The directional derivatives, like $\frac{d}{d\lambda}$, behave like the usual vectors under addition and are therefore said to form a vector space. A basis for this vector space is always given by $\{ \frac{ \delta } { \delta x^i} \}$, because we have seen that any directional derivative can be written as a linear combination of the derivatives $\frac{ \delta } { \delta x^i} $, the derivatives along the coordinate lines. The components in this basis are $ \{ \frac{dx^i}{d \lambda} \}$.

The definition of a tangent vector that mathematicians prefer is that $\frac{d}{d\lambda}$ is the tangent vector to the curve $x^i(\lambda)$. This definition is advantageous, because it involves no displacements over finite separations and it makes reference to coordinates. The definition makes sense, because, as we can see above, $\frac{d}{d\lambda}$ has the components $ \{ \frac{dx^i}{d \lambda} \}$, if we pick some coordinate system, which are exactly the numbers one associates naively with an “arrow” tangent to a curve.


Illustration of the tangent space for some point on the sphere

The subtle point is that we are no longer allowed to add vectors located at different points of the manifold. The vectors are said to live in the tangent space of $M$ at $P$, denoted $T_P M$. Therefore vectors at different points live in different spaces and are not allowed to be added together. Using the sphere as an example, one may picture this tangent space as a plane lying tangent to the sphere this point.

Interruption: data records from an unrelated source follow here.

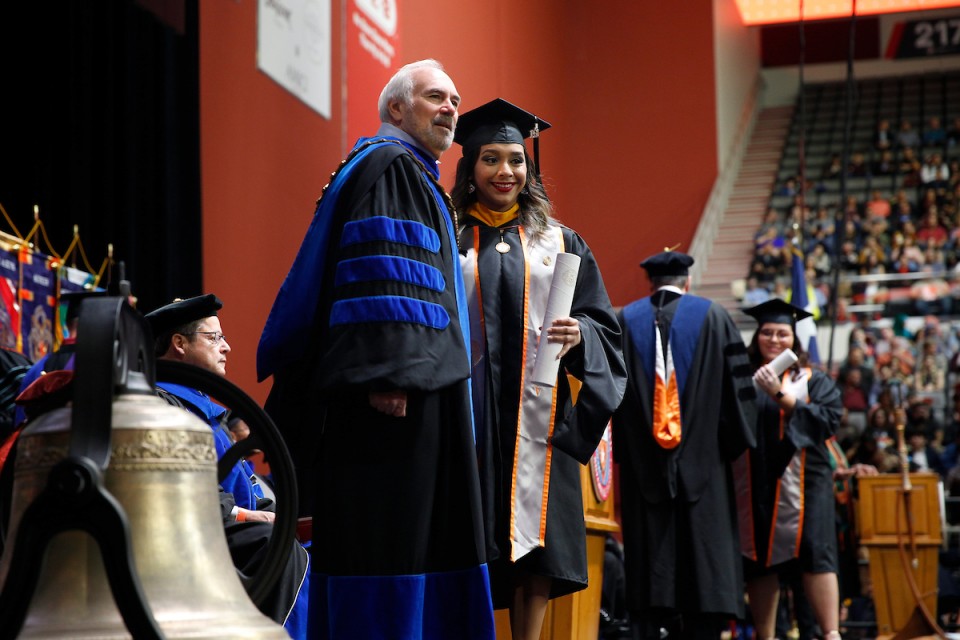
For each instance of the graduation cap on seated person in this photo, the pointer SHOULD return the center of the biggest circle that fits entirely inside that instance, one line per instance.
(777, 311)
(180, 312)
(497, 122)
(668, 263)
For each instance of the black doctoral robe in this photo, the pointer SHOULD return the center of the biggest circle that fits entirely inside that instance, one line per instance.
(681, 544)
(398, 542)
(813, 421)
(597, 362)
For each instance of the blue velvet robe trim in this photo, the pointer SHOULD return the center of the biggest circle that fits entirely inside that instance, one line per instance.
(383, 229)
(684, 334)
(432, 606)
(389, 309)
(393, 268)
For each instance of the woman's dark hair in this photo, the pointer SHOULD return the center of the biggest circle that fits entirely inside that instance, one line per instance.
(535, 208)
(753, 350)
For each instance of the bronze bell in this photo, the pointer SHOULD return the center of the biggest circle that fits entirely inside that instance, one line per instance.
(162, 472)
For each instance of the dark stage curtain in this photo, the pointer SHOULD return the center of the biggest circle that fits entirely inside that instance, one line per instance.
(100, 128)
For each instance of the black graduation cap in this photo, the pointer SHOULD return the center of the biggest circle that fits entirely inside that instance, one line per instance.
(498, 121)
(73, 300)
(777, 311)
(667, 263)
(180, 312)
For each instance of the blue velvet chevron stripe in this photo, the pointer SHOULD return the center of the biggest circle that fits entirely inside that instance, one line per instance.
(684, 334)
(388, 309)
(371, 268)
(433, 606)
(383, 229)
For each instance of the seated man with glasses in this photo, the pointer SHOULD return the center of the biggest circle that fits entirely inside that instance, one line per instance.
(189, 331)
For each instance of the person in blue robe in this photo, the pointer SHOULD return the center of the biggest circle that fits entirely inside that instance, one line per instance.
(367, 342)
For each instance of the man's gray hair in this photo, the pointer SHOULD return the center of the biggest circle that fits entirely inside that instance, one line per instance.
(400, 86)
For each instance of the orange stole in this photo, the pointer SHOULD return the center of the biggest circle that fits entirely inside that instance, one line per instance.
(666, 412)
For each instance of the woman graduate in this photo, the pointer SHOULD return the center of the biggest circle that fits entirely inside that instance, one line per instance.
(785, 485)
(531, 436)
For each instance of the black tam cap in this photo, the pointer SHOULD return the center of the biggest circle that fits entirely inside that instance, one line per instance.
(667, 263)
(777, 311)
(74, 299)
(180, 312)
(498, 121)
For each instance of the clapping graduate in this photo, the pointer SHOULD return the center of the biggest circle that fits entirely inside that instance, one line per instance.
(532, 436)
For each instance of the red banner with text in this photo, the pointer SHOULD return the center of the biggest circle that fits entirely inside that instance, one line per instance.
(373, 49)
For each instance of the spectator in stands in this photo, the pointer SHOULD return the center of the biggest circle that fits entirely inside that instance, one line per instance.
(833, 169)
(880, 420)
(928, 377)
(755, 292)
(934, 134)
(819, 259)
(855, 401)
(951, 452)
(931, 233)
(873, 257)
(935, 173)
(852, 209)
(885, 165)
(878, 206)
(920, 416)
(909, 168)
(769, 261)
(954, 167)
(922, 455)
(789, 188)
(874, 448)
(822, 229)
(907, 137)
(857, 361)
(953, 134)
(857, 167)
(883, 138)
(907, 257)
(902, 208)
(849, 257)
(771, 227)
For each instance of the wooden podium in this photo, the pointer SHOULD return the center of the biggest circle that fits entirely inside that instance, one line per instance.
(577, 616)
(882, 525)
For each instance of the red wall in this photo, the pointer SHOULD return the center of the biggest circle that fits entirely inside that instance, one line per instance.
(629, 163)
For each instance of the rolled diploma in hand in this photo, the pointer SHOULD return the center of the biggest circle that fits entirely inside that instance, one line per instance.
(560, 300)
(781, 363)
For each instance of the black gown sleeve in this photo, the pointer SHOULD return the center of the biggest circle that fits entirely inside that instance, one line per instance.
(597, 362)
(738, 410)
(815, 420)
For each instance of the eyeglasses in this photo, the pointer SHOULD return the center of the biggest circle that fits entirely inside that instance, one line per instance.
(216, 337)
(770, 334)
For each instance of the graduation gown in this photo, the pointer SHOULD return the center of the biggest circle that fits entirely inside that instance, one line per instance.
(374, 303)
(786, 463)
(681, 543)
(502, 285)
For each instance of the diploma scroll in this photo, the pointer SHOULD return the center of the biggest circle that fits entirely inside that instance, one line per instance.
(559, 302)
(784, 360)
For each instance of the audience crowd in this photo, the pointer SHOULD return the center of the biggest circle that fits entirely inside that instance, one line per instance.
(906, 222)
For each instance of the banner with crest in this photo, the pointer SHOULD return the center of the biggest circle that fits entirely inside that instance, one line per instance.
(31, 283)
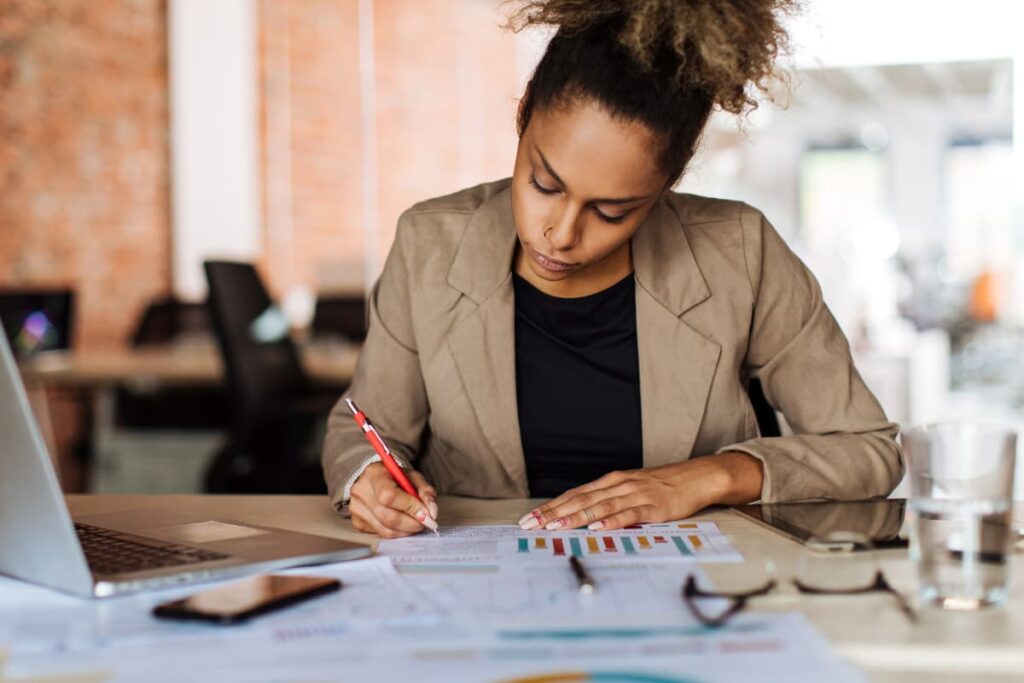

Vector Fields and Integral Curves

Another important term is vector field. A vector field is a rule that defines a vector at each point of the manifold. We have one tangent space at each point of the manifold and a vector field is a rule that picks one vector from each tangent space. As already noted above: Every curve has at each point a tangent vector. We can turn this a bit upside-down. Given a vector field, i.e. a tangent vector at each point of the manifold, we can find, if we pick one point $P$, precisely one curve going through $P$ that has exactly the tangent vector the vector field picks as a tangent vector at any point the curves passes through. Such a curve is called a integral curve, because given a vector field $V^i(P)$, in coordinates $V^i(P)=v^i(x^j)$, the statement that these vectors are tangent vectors to curves is mathematically

\begin{equation} \frac{dx^i}{d \lambda} = v^i(x^j) .\end{equation}

This is just a first order differential equation for $x^i(\lambda)$ that has always a unique solution in some neighborhood of $P$.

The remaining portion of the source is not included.